The Mudcat Café TM
Thread #63901   Message #1041463
Posted By: Malcolm Douglas
25-Oct-03 - 12:53 AM
Thread Name: Folklore: What does 'tarried mean?
Subject: RE: Folklore: or BS?, What does 'tarried mean?
There's nothing Irish or Irish American about this song; it is very firmly English, and belongs specifically to Lancashire. It is popularly known nowadays as The Four Loom Weaver, under which name Ewan MacColl recorded it from Becket Whitehead of Delph, Oldham, Lancashire, in 1947 (The Singing Island, 1960, 38). Mr Whitehead was nearly 80 years old, and had learned the song from his father, a handloom weaver and active Chartist.

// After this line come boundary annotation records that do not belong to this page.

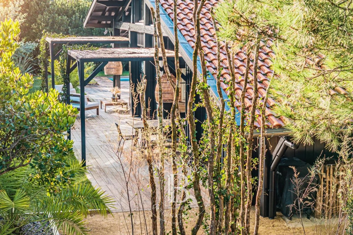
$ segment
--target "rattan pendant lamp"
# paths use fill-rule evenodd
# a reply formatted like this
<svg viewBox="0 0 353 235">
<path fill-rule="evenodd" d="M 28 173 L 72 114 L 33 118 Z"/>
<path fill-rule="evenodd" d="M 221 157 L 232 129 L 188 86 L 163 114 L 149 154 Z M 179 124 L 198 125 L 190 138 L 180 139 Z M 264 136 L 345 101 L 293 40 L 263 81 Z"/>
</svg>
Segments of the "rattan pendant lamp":
<svg viewBox="0 0 353 235">
<path fill-rule="evenodd" d="M 108 62 L 107 65 L 104 67 L 104 73 L 106 75 L 113 75 L 113 80 L 115 80 L 115 77 L 114 75 L 118 75 L 120 77 L 120 75 L 122 74 L 122 64 L 120 61 Z M 115 81 L 114 81 L 114 84 L 115 84 Z M 114 89 L 114 88 L 113 88 Z M 116 97 L 113 93 L 112 99 L 113 100 L 114 100 L 119 99 L 119 97 L 120 96 Z"/>
</svg>

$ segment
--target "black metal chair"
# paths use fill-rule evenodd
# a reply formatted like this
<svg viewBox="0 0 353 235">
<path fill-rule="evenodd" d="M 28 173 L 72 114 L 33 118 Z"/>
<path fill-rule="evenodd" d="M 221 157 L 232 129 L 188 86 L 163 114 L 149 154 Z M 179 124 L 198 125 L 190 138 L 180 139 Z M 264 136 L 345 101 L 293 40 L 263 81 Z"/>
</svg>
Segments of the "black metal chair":
<svg viewBox="0 0 353 235">
<path fill-rule="evenodd" d="M 122 150 L 124 148 L 124 144 L 125 143 L 125 141 L 132 140 L 132 146 L 136 146 L 138 143 L 138 131 L 136 130 L 135 131 L 135 134 L 133 135 L 123 135 L 121 132 L 121 131 L 120 129 L 120 126 L 119 124 L 116 123 L 115 123 L 115 125 L 116 126 L 116 129 L 118 130 L 118 132 L 119 135 L 118 138 L 120 140 L 119 140 L 119 144 L 118 146 L 118 150 L 116 151 L 117 154 L 119 151 L 119 148 L 120 147 L 120 144 L 122 141 L 122 147 L 121 147 L 121 152 L 120 153 L 120 156 L 121 156 L 121 153 L 122 153 Z"/>
</svg>

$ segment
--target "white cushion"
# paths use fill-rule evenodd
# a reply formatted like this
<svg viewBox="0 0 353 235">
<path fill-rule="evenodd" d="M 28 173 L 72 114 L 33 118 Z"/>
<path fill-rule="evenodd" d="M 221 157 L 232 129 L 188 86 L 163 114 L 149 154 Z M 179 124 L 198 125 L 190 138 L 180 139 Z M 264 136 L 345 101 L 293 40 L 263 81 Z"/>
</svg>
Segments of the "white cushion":
<svg viewBox="0 0 353 235">
<path fill-rule="evenodd" d="M 63 85 L 61 84 L 61 85 L 55 85 L 54 87 L 56 89 L 58 90 L 58 91 L 60 93 L 61 92 L 61 90 L 62 89 L 62 86 L 64 86 Z"/>
<path fill-rule="evenodd" d="M 76 96 L 70 96 L 70 100 L 74 102 L 80 102 L 80 98 L 77 97 Z"/>
<path fill-rule="evenodd" d="M 85 108 L 90 108 L 92 107 L 98 107 L 99 106 L 99 104 L 95 102 L 87 102 L 87 104 L 85 104 Z M 71 104 L 72 106 L 74 108 L 79 109 L 80 108 L 80 104 Z"/>
<path fill-rule="evenodd" d="M 72 84 L 71 82 L 70 82 L 69 85 L 70 86 L 70 93 L 76 93 L 76 90 L 72 86 Z M 64 85 L 64 84 L 55 85 L 54 86 L 54 88 L 58 90 L 58 91 L 59 91 L 59 92 L 61 92 L 61 91 L 62 90 L 62 87 Z"/>
<path fill-rule="evenodd" d="M 79 94 L 78 94 L 77 93 L 70 93 L 74 94 L 75 95 L 80 95 Z M 85 95 L 84 100 L 85 100 L 85 105 L 86 105 L 87 104 L 88 104 L 88 101 L 87 101 L 87 99 L 88 99 L 88 97 L 87 97 L 86 95 Z M 70 96 L 70 99 L 73 101 L 74 101 L 75 102 L 80 102 L 80 98 L 77 97 L 76 96 Z"/>
</svg>

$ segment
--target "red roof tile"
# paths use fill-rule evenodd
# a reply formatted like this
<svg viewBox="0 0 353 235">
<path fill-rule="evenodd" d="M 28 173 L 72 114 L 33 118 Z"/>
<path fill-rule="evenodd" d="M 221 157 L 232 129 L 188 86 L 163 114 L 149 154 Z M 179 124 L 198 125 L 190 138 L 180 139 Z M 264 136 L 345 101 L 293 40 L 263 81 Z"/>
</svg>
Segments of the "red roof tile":
<svg viewBox="0 0 353 235">
<path fill-rule="evenodd" d="M 160 0 L 160 2 L 162 7 L 166 10 L 169 17 L 173 20 L 173 0 Z M 177 9 L 177 24 L 178 29 L 180 32 L 185 37 L 190 45 L 194 48 L 195 46 L 195 31 L 192 21 L 192 9 L 193 8 L 193 3 L 191 0 L 178 0 L 178 7 Z M 201 11 L 200 16 L 200 29 L 201 34 L 201 46 L 204 52 L 205 59 L 207 61 L 207 68 L 208 70 L 213 75 L 215 78 L 216 78 L 217 72 L 216 65 L 217 58 L 216 54 L 217 45 L 216 39 L 214 37 L 215 33 L 214 29 L 211 18 L 211 15 L 210 9 L 214 7 L 217 4 L 216 0 L 210 0 L 204 6 L 203 9 Z M 259 98 L 263 97 L 265 95 L 266 89 L 269 85 L 269 77 L 272 76 L 273 71 L 270 68 L 272 64 L 271 58 L 274 56 L 273 51 L 270 48 L 270 42 L 266 43 L 262 43 L 262 46 L 259 50 L 259 62 L 258 72 L 257 74 L 257 80 L 259 81 L 258 93 Z M 224 43 L 221 43 L 221 47 L 224 47 Z M 222 71 L 222 75 L 227 81 L 229 81 L 231 79 L 229 69 L 227 68 L 228 64 L 227 59 L 227 56 L 224 48 L 221 48 L 220 50 L 220 58 L 222 60 L 222 64 L 225 67 Z M 245 73 L 245 64 L 246 63 L 246 56 L 245 51 L 239 50 L 235 53 L 234 62 L 235 65 L 235 81 L 238 86 L 236 88 L 236 98 L 238 100 L 237 102 L 237 108 L 239 110 L 239 99 L 241 93 L 241 90 L 244 85 L 244 79 L 243 76 Z M 249 80 L 253 79 L 252 75 L 253 71 L 252 63 L 250 63 L 250 74 L 249 75 Z M 247 108 L 251 107 L 251 102 L 253 95 L 253 90 L 252 86 L 250 83 L 247 84 L 246 94 L 245 99 L 245 105 Z M 226 93 L 228 93 L 227 89 L 228 85 L 223 82 L 221 83 L 221 87 Z M 342 91 L 337 90 L 337 93 L 342 93 Z M 276 104 L 273 99 L 269 98 L 266 109 L 266 115 L 267 117 L 267 125 L 270 128 L 282 127 L 284 125 L 282 120 L 284 118 L 277 118 L 275 117 L 274 114 L 271 111 L 271 107 Z M 260 113 L 259 110 L 257 110 L 257 113 L 259 114 L 258 117 L 256 120 L 255 126 L 257 127 L 260 126 L 261 121 Z"/>
</svg>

You can see broadside editions of the song from 1850 at  Bodleian Library Broadside Ballads:

Jone o' Grinfield

There was a whole series of Greenfield or Grinfilt songs, following from James Butterworth's original Jone o' Grinfilt. Various aspects of the song have been discussed here in the past, particularly, I think, the nature of "Waterloo Porridge". The search engine will find all sorts of stuff if asked.

"Tarry" here has nothing at all to do with "Tarriers", which was discussed at some length here a few years ago: Help: What is a tarrier.